Art. 8º É assegurado a todas as mulheres o acesso aos programas e às políticas de saúde da mulher e de planejamento reprodutivo e, às gestantes, nutrição adequada, atenção humanizada à gravidez, ao parto e ao puerpério e atendimento pré-natal, perinatal e pós-natal integral no âmbito do Sistema Único de Saúde.
(Redação dada pela Lei nº 13.257, de 2016)
Mediante leitura dos trechos acima, retirados do ECA na íntegra, entende-se que as políticas que asseguram o direito à vida e ao atendimento humanizado às gestantes, aspectos os quais o autor do projeto se refere, se alinham às condições sociais das mães em questão e não refletem diretamente sobre gestações em decorrência de estupro ou de incompatibilidade à vida, como é o caso da anencefalia.

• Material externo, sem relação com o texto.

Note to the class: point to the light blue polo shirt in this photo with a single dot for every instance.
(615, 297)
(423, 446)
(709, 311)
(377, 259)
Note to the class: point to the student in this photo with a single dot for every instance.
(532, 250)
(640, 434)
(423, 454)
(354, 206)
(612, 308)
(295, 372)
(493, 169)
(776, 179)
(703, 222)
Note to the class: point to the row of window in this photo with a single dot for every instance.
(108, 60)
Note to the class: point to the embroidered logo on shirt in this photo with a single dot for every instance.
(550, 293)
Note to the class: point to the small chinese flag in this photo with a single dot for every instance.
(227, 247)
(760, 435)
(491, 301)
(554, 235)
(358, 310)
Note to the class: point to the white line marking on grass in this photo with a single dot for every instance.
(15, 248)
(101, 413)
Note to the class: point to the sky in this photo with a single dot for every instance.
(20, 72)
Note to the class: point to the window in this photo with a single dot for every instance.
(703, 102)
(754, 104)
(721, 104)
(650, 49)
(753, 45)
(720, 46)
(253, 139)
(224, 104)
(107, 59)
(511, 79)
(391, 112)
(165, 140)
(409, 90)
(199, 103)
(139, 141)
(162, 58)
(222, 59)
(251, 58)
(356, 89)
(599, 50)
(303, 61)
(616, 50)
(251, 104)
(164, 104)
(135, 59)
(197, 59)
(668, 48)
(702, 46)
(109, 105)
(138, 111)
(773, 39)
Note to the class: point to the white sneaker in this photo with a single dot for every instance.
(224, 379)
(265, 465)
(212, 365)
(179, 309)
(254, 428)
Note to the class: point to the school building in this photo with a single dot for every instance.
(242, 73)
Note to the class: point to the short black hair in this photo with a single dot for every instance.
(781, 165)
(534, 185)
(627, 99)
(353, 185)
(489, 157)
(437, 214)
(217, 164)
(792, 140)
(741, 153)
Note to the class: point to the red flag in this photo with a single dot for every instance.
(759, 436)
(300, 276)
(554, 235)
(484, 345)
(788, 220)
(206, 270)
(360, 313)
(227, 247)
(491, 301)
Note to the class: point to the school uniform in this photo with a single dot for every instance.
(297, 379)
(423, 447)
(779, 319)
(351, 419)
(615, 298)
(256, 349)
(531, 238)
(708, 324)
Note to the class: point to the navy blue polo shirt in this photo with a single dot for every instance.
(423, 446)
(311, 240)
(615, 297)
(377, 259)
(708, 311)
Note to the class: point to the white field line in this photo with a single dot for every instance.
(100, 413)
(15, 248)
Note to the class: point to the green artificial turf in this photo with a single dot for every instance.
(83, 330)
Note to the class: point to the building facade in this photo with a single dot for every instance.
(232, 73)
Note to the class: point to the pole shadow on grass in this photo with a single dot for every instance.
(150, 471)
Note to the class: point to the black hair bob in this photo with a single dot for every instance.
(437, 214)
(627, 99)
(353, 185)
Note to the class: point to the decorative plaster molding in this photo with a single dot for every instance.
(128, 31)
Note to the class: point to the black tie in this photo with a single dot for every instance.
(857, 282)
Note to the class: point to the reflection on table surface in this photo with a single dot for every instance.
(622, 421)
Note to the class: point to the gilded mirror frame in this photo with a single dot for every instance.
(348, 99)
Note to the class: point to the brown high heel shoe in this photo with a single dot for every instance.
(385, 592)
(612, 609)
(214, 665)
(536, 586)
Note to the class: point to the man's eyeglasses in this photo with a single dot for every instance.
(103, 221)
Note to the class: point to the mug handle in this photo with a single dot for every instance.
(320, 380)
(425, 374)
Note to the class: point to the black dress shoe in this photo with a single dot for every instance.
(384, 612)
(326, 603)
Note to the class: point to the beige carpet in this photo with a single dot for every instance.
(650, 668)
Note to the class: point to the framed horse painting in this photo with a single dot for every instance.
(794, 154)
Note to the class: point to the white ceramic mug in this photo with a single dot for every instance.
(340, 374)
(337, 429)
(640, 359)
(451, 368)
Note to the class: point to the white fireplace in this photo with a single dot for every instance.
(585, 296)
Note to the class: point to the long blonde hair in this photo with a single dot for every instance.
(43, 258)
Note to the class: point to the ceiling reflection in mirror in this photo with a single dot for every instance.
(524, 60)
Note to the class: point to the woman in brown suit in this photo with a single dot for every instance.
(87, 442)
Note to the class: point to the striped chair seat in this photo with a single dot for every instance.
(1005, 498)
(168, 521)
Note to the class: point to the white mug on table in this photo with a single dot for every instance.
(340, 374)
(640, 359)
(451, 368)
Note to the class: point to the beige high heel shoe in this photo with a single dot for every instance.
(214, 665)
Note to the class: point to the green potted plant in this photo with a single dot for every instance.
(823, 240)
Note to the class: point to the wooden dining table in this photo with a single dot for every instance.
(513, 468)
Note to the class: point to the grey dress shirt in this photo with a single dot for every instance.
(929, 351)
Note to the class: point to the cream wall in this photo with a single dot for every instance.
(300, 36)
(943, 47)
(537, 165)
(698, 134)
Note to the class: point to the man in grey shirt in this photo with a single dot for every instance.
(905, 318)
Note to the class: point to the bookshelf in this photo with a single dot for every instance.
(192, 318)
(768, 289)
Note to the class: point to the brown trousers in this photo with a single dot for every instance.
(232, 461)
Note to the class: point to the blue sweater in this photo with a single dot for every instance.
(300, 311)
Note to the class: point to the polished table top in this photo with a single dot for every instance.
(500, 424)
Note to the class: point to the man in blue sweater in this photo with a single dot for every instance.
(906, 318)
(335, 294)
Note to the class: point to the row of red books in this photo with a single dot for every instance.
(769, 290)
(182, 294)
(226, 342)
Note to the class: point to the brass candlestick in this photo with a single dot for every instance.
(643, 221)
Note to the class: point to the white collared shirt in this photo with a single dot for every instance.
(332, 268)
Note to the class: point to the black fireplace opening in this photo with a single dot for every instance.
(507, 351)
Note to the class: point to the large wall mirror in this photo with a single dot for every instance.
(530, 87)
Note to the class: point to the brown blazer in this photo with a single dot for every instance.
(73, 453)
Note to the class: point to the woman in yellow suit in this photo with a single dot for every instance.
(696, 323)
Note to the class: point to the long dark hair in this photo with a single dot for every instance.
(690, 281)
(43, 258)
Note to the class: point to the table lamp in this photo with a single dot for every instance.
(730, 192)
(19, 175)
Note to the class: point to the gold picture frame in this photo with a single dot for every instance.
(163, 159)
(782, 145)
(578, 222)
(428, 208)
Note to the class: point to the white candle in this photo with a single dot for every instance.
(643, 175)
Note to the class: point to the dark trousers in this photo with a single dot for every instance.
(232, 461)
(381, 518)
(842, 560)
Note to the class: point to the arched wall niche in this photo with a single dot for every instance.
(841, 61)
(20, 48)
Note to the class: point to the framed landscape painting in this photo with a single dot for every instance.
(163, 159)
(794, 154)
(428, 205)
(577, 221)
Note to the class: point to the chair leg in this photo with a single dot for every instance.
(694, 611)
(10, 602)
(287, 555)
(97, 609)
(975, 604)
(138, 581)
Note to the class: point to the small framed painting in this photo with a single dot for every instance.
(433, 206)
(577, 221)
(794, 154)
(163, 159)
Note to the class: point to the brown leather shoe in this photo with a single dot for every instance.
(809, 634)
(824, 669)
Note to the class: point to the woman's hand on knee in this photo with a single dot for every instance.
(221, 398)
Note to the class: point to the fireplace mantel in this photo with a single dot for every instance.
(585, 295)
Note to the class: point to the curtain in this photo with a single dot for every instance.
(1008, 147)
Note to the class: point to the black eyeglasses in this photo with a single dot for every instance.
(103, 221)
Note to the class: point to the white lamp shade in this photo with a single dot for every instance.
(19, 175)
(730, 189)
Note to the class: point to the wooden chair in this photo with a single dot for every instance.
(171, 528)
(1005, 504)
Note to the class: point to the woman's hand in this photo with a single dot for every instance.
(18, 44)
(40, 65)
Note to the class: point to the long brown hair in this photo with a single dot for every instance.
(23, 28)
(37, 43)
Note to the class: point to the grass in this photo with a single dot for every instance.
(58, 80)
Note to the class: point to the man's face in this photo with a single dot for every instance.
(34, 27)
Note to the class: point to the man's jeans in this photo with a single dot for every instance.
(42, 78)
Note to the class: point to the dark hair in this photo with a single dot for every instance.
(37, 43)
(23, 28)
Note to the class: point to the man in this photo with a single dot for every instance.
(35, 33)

Ademais, o prosseguimento de uma gravidez originária de estupro é o reforço e lembrete diário da violência sofrida pelas vítimas, em sua maioria, meninas. Manuela Soler, advogada do Programa Direitos de Crianças e Adolescentes do Centro Dom Helder Camara de Estudos e Ação Social (Cendhec), acredita que um projeto como PL 2.524/2024 contém controle moral e reliogioso sobre os corpos femininos e enfatiza a urgência da luta contra a implementação do documento em debate: “Obrigar uma menina vítima de violência sexual a seguir com a gestação é prolongar a violência porque, além da violência sofrida, ela será revitimizada” e completa: “ela terá a sua infância e o seu corpo sacrificados, impondo riscos concretos à sua saúde e até ao seu projeto de vida, pois situações como esta podem aumentar a evasão escolar e aprofundar as desigualdades.”
Futuro
Agora, o PL segue para a análise da Comissão de Assuntos Sociais (CAS) do Senado Federal. Neste momento, é imprescindível repensar a valorização das liberdades individuais e priorizar o mantimento de políticas que protegem a mulher, além de entender que as decisões dos três poderes afetam a população de forma desigual.
“Dogmas morais, pessoais e religiosos não podem estar acima da saúde pública, do direito à vida, e não pode haver negligência de direitos em razão de crença”. O enxerto é de fala da deputada federal Sâmia Bonfim (Psol), em debate à CNN Arena.
Caso o texto avance, será, cada vez mais evidente, o descompromisso da conjuntura política atual com a proteção de populações vulneráveis à violência sexual, em especial, às crianças e adolescentes, parcela social mais afetada pela problemática.